После купания, когда плясал Федор Александрович на каменистом берегу, вытряхивая из ушей воду, принялся я ловить его видоискателем фотоаппарата. И только тогда увидел на ноге Абрамова две страшные вмятины.
— Это у него пулями навылет, — тихо пояснил Антонин.
В Старой Руссе мы сразу же завернули к Дому-музею Достоевского. Хотя музей находился на реставрации и был для посетителей закрыт, я надеялся, что директор музея Георгий Иванович Смирнов по старой дружбе примет нас. Директора, однако, в музее мы не застали. Время было позднее, и дом Достоевского оказался на запоре. Оставив своих спутников на берегу Перерытицы, я поспешил к Георгию Ивановичу домой.
Здесь мне придется вновь сделать оговорку: рассказ о встрече писателей с директором Дома-музея Достоевского Смирновым поведу исходя из того, что читатель ознакомился уже с очерком «В Старую Руссу, к Достоевскому». Это позволит мне, говоря о Георгии Ивановиче Смирнове, во многом не повторяться.
Георгий Иванович проживал один в маленькой однокомнатной квартире на третьем этаже. Квартира его никогда не запиралась, даже тогда, когда хозяин ее отлучался из города на несколько дней. Правда, однажды Георгию Ивановичу пришлось все же поплатиться за эту свою привычку, обворовали. Унесли немало нужных ему и ценных книг, и с тех пор Георгий Иванович нет-нет да и поворачивал ключ в дверях своей квартиры, опасаясь, видимо, за самое ценное, что оставалось у него в доме: записи своих размышлений о личности Федора Михайловича Достоевского и его творчестве. Записи эти Георгий Иванович вел много лет, кое-что из них читал и нам с Горышиным, слушать их было любопытно. Как рассказывал нам Георгий Иванович, работал он над «Размышлениями» и по ночам, просыпаясь всякий раз ровно в час ночи. К этому времени в голове его уже «созревали» нужные мысли, ему оставалось только проснуться и записать их на бумагу. На эту ночную работу уходило у него, как правило, ровно час времени. В два часа ночи Георгий Иванович вновь засыпал. Понятно, что «размышлял» Георгий Иванович о личности и творчестве любимого писателя не только во сне, но всякий раз с вечера на ночной час «настраивался»…

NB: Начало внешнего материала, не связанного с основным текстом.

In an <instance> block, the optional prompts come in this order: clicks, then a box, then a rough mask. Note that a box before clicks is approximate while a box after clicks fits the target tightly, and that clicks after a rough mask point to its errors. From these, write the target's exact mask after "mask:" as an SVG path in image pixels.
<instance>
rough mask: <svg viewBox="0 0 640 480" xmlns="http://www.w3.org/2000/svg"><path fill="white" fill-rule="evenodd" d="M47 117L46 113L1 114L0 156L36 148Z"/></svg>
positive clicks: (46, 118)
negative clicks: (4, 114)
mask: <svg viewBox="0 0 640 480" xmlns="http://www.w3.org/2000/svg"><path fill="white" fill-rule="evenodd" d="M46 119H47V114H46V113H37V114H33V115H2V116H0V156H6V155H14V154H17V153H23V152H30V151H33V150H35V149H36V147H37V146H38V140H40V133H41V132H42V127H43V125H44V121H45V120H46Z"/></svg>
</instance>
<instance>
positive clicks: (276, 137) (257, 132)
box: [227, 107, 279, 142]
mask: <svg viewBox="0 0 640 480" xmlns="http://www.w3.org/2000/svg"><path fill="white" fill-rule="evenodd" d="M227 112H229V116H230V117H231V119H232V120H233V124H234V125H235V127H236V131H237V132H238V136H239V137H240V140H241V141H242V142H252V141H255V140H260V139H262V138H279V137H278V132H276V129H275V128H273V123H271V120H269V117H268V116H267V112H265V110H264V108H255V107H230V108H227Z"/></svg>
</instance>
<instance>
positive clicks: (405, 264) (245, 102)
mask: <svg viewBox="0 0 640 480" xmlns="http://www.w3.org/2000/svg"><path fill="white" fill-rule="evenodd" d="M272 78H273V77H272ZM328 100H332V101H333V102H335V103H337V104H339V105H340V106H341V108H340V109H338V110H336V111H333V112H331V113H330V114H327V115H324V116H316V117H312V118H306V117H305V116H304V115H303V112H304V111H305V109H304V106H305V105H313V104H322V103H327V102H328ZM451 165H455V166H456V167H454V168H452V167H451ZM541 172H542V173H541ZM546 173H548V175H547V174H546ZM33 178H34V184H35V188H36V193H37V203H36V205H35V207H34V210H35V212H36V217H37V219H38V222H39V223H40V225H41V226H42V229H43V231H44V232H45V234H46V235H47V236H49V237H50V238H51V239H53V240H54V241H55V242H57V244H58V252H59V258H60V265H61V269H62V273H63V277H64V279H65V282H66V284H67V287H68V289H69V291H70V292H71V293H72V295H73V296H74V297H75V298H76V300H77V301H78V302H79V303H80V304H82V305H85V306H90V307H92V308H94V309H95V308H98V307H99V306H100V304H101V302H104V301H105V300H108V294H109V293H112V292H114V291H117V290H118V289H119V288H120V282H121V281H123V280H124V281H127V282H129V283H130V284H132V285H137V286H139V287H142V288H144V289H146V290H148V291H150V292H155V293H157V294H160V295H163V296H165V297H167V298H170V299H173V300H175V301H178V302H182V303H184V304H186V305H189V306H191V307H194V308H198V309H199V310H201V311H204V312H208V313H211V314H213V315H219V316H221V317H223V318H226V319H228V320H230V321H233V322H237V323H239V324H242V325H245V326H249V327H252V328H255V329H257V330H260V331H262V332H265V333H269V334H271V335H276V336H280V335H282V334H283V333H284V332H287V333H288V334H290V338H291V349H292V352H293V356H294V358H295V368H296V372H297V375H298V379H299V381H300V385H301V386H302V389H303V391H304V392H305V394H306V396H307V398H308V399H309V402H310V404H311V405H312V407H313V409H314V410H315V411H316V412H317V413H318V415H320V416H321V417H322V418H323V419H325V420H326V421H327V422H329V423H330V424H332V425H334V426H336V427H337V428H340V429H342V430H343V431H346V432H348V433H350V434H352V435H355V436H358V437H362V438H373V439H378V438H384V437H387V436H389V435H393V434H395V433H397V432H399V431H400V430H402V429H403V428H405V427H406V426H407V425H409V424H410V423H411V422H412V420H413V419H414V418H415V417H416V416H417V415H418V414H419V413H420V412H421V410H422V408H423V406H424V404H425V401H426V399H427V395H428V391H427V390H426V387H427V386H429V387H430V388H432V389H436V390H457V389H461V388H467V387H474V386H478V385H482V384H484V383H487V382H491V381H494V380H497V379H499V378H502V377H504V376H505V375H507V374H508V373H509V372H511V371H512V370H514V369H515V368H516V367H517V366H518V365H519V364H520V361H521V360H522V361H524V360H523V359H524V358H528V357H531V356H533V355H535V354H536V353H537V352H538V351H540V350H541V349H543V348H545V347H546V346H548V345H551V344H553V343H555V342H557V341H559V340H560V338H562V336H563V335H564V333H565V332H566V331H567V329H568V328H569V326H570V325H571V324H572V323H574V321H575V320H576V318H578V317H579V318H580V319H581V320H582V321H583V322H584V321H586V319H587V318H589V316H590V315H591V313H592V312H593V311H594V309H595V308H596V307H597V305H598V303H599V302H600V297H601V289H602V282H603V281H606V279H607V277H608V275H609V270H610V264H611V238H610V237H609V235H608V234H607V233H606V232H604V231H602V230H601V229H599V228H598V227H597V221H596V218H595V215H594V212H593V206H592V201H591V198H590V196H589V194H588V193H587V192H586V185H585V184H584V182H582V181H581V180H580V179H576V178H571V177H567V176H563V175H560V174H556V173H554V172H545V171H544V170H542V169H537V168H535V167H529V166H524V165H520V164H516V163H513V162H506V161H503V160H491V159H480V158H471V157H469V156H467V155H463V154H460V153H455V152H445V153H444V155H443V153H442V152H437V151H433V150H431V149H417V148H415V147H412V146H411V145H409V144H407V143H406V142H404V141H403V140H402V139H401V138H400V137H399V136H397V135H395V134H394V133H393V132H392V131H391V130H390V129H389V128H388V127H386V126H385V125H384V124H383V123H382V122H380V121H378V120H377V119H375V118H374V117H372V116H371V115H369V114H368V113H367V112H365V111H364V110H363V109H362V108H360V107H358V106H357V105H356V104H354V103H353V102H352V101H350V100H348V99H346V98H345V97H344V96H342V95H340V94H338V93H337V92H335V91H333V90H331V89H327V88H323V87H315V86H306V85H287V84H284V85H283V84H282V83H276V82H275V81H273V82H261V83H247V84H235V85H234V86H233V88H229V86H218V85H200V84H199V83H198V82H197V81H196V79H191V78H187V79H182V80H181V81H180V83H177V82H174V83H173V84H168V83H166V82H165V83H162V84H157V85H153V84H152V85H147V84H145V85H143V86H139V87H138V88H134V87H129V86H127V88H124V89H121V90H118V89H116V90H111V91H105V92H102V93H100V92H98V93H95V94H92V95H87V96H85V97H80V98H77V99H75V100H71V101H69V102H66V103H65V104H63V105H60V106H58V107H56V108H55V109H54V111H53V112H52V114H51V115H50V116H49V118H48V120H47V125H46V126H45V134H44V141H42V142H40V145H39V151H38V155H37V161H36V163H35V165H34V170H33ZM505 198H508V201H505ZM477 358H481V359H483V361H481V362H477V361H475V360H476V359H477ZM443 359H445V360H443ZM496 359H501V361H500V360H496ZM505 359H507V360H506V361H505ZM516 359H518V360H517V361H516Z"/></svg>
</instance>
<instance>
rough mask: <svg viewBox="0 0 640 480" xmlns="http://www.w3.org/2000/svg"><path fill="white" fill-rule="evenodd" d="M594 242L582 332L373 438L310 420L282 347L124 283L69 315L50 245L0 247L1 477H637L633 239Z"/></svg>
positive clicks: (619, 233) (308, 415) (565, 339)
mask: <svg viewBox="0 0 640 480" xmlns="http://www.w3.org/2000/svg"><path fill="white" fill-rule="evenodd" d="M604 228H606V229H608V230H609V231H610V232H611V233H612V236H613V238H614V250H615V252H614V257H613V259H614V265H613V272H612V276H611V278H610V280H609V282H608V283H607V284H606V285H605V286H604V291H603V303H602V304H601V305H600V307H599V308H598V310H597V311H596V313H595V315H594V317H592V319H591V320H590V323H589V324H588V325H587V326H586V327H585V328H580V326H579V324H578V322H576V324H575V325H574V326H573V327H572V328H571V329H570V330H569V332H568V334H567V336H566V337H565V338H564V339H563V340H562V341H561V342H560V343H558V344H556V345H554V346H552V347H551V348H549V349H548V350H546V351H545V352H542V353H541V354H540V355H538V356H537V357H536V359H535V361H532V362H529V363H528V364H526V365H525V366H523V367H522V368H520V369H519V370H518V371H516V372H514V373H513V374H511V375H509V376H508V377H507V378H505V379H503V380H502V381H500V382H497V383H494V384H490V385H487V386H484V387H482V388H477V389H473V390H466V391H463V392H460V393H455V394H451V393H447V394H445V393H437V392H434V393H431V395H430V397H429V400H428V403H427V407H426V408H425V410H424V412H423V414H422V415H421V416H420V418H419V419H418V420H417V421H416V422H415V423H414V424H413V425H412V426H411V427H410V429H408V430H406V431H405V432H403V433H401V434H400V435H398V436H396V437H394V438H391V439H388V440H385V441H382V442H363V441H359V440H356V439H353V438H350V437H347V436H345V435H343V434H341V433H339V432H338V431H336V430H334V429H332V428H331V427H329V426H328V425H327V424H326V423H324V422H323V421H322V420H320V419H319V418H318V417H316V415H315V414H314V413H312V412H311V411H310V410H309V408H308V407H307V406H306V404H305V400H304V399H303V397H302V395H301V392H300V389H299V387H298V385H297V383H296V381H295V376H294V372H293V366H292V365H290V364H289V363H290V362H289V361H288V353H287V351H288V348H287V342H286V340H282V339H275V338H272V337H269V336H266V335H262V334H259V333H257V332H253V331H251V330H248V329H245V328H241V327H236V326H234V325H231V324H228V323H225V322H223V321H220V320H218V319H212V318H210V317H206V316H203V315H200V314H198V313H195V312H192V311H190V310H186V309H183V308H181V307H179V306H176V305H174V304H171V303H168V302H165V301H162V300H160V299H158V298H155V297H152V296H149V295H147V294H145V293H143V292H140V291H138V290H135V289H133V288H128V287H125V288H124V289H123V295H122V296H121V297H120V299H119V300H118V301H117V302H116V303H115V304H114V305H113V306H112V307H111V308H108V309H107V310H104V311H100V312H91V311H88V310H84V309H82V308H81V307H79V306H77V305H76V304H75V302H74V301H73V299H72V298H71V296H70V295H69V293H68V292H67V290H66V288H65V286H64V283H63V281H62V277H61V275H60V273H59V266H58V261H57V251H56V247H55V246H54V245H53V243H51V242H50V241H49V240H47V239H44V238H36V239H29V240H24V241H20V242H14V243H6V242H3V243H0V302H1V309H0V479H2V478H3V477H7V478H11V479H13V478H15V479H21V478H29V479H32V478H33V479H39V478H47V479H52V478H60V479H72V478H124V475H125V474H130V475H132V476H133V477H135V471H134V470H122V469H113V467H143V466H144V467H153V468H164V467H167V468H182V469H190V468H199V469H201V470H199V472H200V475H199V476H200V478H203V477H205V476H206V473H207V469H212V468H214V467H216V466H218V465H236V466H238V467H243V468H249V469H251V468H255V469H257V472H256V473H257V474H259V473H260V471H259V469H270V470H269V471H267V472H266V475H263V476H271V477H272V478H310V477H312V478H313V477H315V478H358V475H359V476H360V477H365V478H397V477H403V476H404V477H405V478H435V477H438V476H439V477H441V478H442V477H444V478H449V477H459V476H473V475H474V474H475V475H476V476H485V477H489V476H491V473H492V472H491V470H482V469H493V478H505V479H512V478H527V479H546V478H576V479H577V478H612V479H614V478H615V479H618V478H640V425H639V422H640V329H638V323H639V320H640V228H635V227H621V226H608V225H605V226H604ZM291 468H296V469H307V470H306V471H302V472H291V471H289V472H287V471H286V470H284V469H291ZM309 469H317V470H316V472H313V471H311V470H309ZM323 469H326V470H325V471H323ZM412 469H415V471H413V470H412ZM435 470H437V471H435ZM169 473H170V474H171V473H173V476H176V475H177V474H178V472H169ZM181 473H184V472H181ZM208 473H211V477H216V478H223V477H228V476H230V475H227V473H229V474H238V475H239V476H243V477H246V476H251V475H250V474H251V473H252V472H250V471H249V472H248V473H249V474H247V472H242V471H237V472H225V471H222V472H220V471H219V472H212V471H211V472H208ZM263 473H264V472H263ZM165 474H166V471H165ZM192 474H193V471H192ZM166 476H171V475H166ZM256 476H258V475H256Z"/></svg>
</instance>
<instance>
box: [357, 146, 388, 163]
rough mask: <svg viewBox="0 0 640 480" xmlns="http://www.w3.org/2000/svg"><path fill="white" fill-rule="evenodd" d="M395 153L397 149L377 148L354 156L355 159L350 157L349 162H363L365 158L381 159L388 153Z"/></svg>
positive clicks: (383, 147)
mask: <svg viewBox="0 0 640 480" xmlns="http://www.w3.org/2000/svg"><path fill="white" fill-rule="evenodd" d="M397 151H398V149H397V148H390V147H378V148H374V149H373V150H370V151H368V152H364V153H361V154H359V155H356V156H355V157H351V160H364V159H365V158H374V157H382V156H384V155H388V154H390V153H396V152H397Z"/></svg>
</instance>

Когда я толкнул незапертую дверь и вошел в комнату Георгия Ивановича, в которой стоял обычный холостяцкий кавардак, хозяин лежал уже в кровати под одеялом и широко раскрытыми диковатыми глазами смотрел в потолок, наверное, «настраивался».
Я поздоровался.
Георгий Иванович перевел на меня взгляд, помедлил чуть-чуть и, не отвечая на приветствие, спросил:
— Борис Алексеевич, вы хорошо знаете «Мастера и Маргариту»?
— Читал, Георгий Иванович.
— Не находите ли вы в этой вещи некоторую внутреннюю связь с «Братьями Карамазовыми»? В последнее время меня очень увлек этот роман Булгакова.